This past week started out with a 6:30AM arrival at the Anglican Church on Sunday morning. I was privileged to preach for 150 people at the first service and 300 people at the second service. Reuben translated my sermon on the story of Naaman (which I first retold in an East African setting) showing how God had something to teach him before healing him. As with Naaman, God often uses our trials to teach us humility, obedience, and perseverance. It was a joy to work with Reuben and we became very good friends even though we were only together for a few days. Ezra, the son of my host family, came home on a school break to translate for me this past week.
We were able to complete the courses I had planned to teach. Pastor Damson of Nyakato told me that the people of his church have been praying diligently for us here in Geita. I believe that God truly answered, because sometimes it was a real struggle to concentrate for many hours a day. The big challenge is to clearly communicate eternal Truths in simple words that can be translated accurately into another language. We made it through Sacramental Studies, Liturgy as Worship, and various Issues of Ministry in East Africa. The students were eager to learn and always had great attitudes. It was an encouragement to be greeted each morning with enthusiastic smiles and many “Yesu Asifiwe!” -- “Amena!”
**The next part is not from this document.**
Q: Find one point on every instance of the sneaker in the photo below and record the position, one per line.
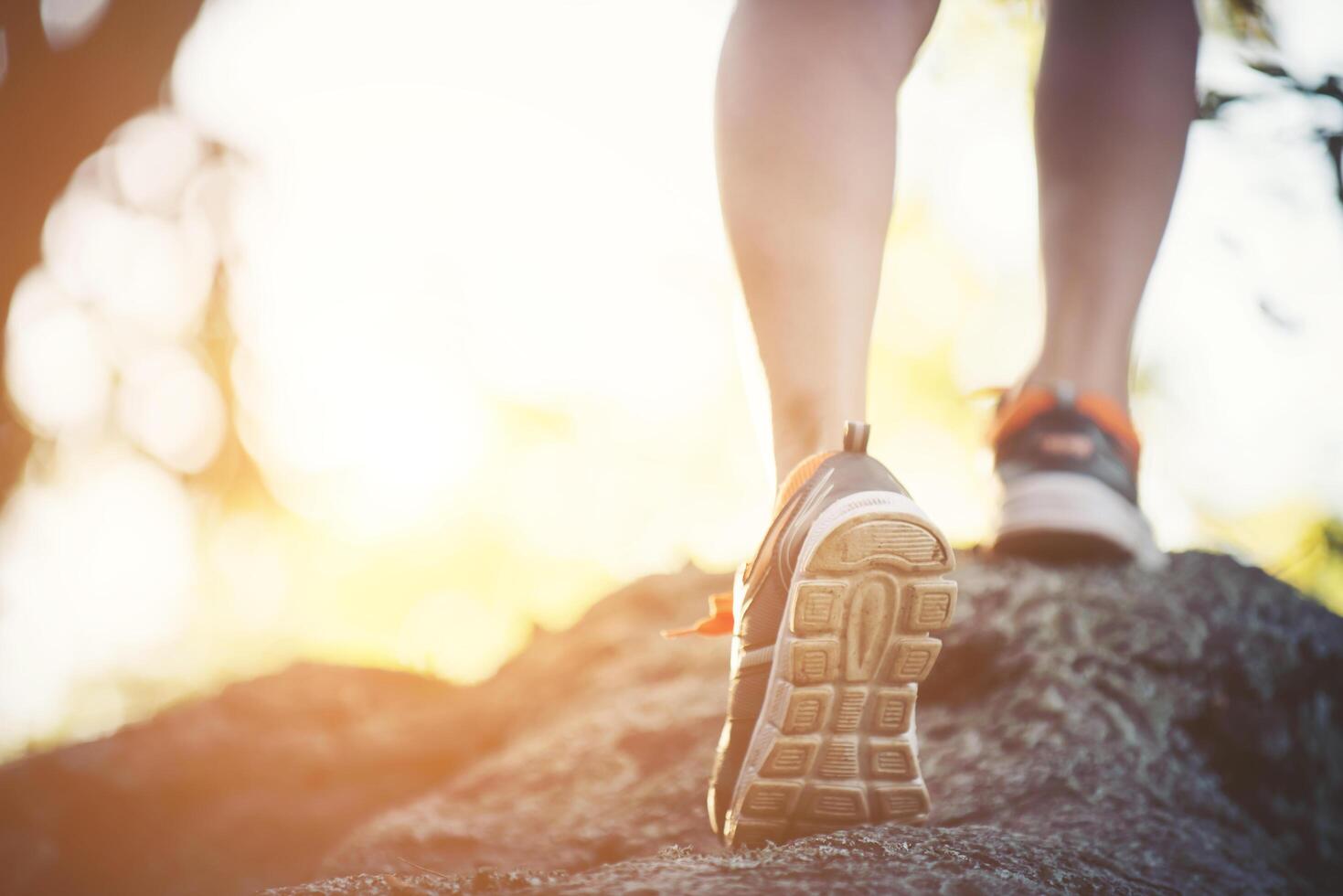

The weather has been comfortable overall, with a few hot days and a couple rainy days (God smiling down his blessing). The food is good, simple, and not much variety (Would you like rice or ugali?) I am well cared for and fussed over as if I am an important dignitary who is not allowed to carry anything or walk anywhere (May I take your bag please?) I keep asking many questions to help me understand some African ways of thinking (Why is the music at church always played at full volume on huge speakers?) I wonder sometimes who is learning more: myself or my students. I believe that this is a two way street. I am not the one with all the answers. Our African brothers have much to teach us if we are willing to have an open heart and mind.
Geita is an interesting town. It has over 100,000 people in it, but you wouldn't know it by walking around. Once you get off the main street, it quickly becomes a mixture of rural and city life. There are many homes of all sizes and types surrounded by gardens, chickens, goats, donkeys, and cows. Throw in a variety of shops and businesses and intertwine the whole place with rough dirt streets and winding footpaths. I was able to get one good afternoon in walking around enjoying the noise and scenes of the everyday life for regular Tanzanians.
I had some fun with the students on our last day of class. I was joking with them that if anyone failed the final exam, they would have to do some pushups. After the test was over, I asked who thought they had failed, and about 8 men raised their hands. I said, “Come on, join me on the floor!” So, the men and I did a bunch of pushups together with a lot of clapping and cheering going on. They thought it was the funniest thing they had ever seen – the "mwalimu" on the floor with his students! Ah, what fun! I bet this is one class they will never forget.
Now it’s off to Mwanza to teach another class. I will be teaching these same courses to a new group of church leaders. It will be great to be working with my good friend Pastor Damson again.